The time for state experiments is past. During the period of retrenchment, state experiments made sense. They not only showed what is possible, but also kept people in motion. Combining these experiences with national movements to get Congress to act is the next strategic step. A good idea is to pressure state and local government to memorialize Congress to begin enacting universal health care coverage.

Special Role for Medicare/Medicaid The Bush administration is aiming its salvoes against two of the most important entitlement programs: Medicare and Social Security.

Privatization, in whole or in part, is their primary goal. But these entitlement programs are the building blocks of a national health care system.

While Medicare was enacted to provide health services for people over 65, it also provides important health services for the disabled. Since enactment, it has unfortunately been administered by insurance carriers. That was the price Congress had to pay. It was a big mistake. In the 1990s Medicare has been privatized, to some extent, into so-called HMOs run by different insurance companies. But, this partial privatization has not been enough for the Bush ideologues. They now demand, as the price for prescription drug, the full program be privatized into for-profit insurance carriers.

This carrot-and-stick approach must be militantly opposed. It is already being opposed by all Medicare activists and the labor movement. As the AFL-CIO resolution correctly notes, these changes in Medicare would mean that “insurance executives rather than Medicare” would decide its future.

Medicaid The most insidious attack is in regard to Medicaid. Medicaid is a life-and-death issue to millions. It has too little political support as its recipients are not powerful enough to protect their own interests. This is a cutthroat effort to stop Medicaid as an entitlement program and turn it into a so-called block grant to state governors. Block grants carry few restrictions for use. This proposal would have fallen mostly on deaf ears, but Bush ideologues are more than aware that governors are in terrible financial shape and are crying to Washington, DC for help.

To sweeten the pie, Bush is offering more Medicaid money to those governors who take it.

Stopping Bush Bush may not care about the people’s will, but all candidates for the House of Representatives, the Senate and Democratic hopefuls for the White House in 2004 must have a different agenda. Even the Republicans’ allegiance to the ultra-right and their bogus think tank ideas are tempered by reelection efforts.

Every candidate for Congress and the Senate must be approached and pressured to save and improve Medicare and Medicaid; and, now, under the leadership of the AFL-CIO Executive Council’s resolution, to fight for a national health program.

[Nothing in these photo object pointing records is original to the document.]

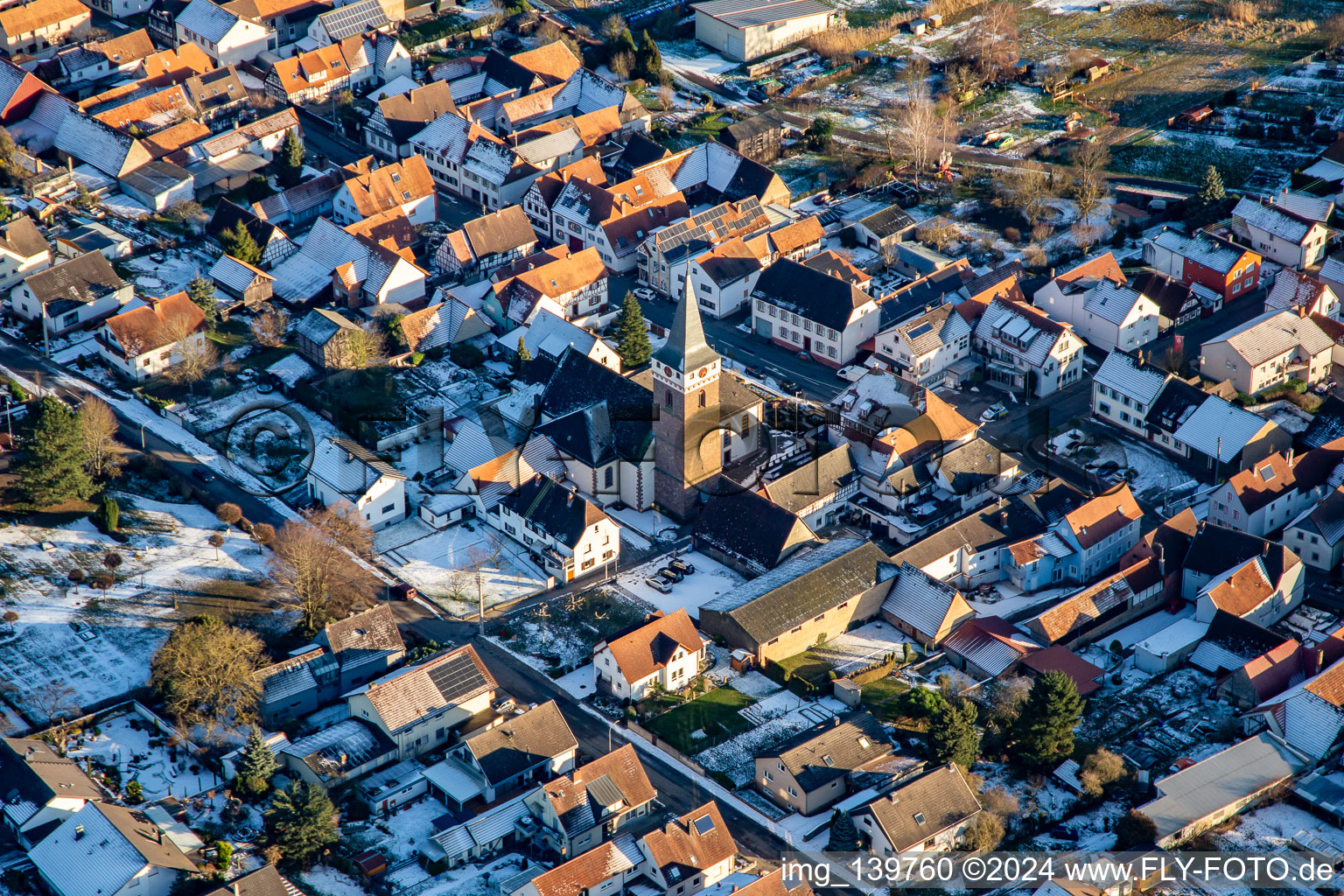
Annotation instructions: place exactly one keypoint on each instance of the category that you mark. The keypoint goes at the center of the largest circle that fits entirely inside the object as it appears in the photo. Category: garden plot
(441, 564)
(98, 642)
(709, 580)
(140, 752)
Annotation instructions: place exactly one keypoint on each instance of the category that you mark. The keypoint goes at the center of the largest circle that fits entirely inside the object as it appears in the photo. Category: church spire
(686, 348)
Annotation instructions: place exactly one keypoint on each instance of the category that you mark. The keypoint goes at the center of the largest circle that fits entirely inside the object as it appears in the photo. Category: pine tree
(632, 335)
(290, 160)
(647, 58)
(202, 291)
(240, 243)
(844, 836)
(1208, 206)
(1043, 734)
(953, 735)
(301, 822)
(52, 461)
(257, 765)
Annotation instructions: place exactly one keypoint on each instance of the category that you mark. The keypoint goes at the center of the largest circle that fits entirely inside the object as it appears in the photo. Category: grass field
(715, 713)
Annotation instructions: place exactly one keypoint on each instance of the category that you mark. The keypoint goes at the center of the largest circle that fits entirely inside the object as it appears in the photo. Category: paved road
(30, 364)
(677, 788)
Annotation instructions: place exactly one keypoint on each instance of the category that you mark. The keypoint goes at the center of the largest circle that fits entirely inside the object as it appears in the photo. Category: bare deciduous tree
(98, 430)
(269, 326)
(206, 675)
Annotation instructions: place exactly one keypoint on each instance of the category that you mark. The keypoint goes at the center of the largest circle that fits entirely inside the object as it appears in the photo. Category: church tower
(687, 444)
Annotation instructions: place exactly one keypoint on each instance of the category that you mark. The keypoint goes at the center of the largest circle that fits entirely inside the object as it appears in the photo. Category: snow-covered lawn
(441, 564)
(167, 557)
(124, 742)
(709, 580)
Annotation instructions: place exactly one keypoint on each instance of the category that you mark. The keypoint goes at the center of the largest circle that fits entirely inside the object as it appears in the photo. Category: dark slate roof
(890, 220)
(1216, 550)
(1326, 426)
(832, 750)
(1173, 406)
(686, 348)
(596, 438)
(32, 771)
(228, 214)
(522, 743)
(804, 587)
(747, 526)
(810, 293)
(550, 508)
(579, 382)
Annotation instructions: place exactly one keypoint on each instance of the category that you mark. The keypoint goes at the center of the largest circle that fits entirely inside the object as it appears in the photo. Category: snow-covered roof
(206, 19)
(1219, 427)
(1271, 220)
(1124, 375)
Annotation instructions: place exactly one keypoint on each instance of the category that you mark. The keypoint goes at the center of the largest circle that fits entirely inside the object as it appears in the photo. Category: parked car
(682, 566)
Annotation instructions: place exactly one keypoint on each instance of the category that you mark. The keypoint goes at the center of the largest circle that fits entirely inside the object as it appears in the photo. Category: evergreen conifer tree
(1043, 734)
(632, 336)
(52, 459)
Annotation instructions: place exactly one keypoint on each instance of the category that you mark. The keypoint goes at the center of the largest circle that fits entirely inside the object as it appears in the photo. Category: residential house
(1178, 304)
(241, 281)
(883, 230)
(488, 242)
(344, 473)
(662, 653)
(819, 491)
(1278, 234)
(358, 270)
(809, 771)
(1266, 351)
(1264, 589)
(109, 850)
(533, 746)
(930, 813)
(593, 803)
(420, 705)
(1080, 544)
(228, 38)
(570, 285)
(42, 788)
(809, 598)
(835, 316)
(1101, 306)
(1228, 270)
(749, 532)
(1124, 391)
(32, 27)
(1219, 788)
(23, 251)
(571, 534)
(401, 185)
(924, 607)
(1318, 534)
(925, 349)
(757, 137)
(664, 256)
(70, 294)
(153, 338)
(399, 117)
(1303, 294)
(1026, 349)
(275, 245)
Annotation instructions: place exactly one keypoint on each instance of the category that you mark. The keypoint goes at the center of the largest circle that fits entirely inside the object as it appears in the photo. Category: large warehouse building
(744, 30)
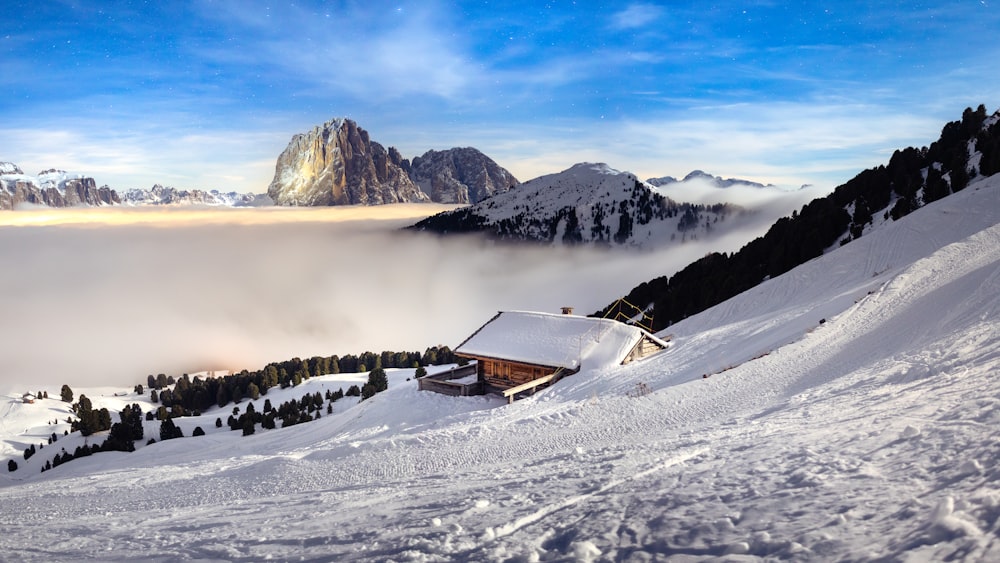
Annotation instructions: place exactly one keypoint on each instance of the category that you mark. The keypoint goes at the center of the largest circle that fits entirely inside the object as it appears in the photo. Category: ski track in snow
(870, 436)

Labor put the question squarely: “Now, even more than in the past, the AFL-CIO believes strongly that universal coverage is the best and ultimately only way to achieve the goal of extending affordable, high quality health care to all Americans.”

By making health care a priority and beginning the process of an expedited legislative struggle to enact a national health program, labor and its allies are making it clear to all politicians that our country must join the rest of the human race. In most industrial countries, health care is a human right, not a privilege. This goal is fully achievable, but it will require the broadest peoples’ struggle under the leadership of labor. Advocates from every mass struggle in our country must be included. We can leap frog over traditional national health insurance schemes and achieve the full comprehensive system that is called for in the national health service program (HR-080) introduced each year by heroine Barbara Lee, Congresswoman from California. This makes practical sense since to adequately implement a real national health program there must be more trained health professionals; public facilities for the delivery of health services; and health planning to make sure it all works.

--Phil E. Benjamin is health editor for Political Affairs.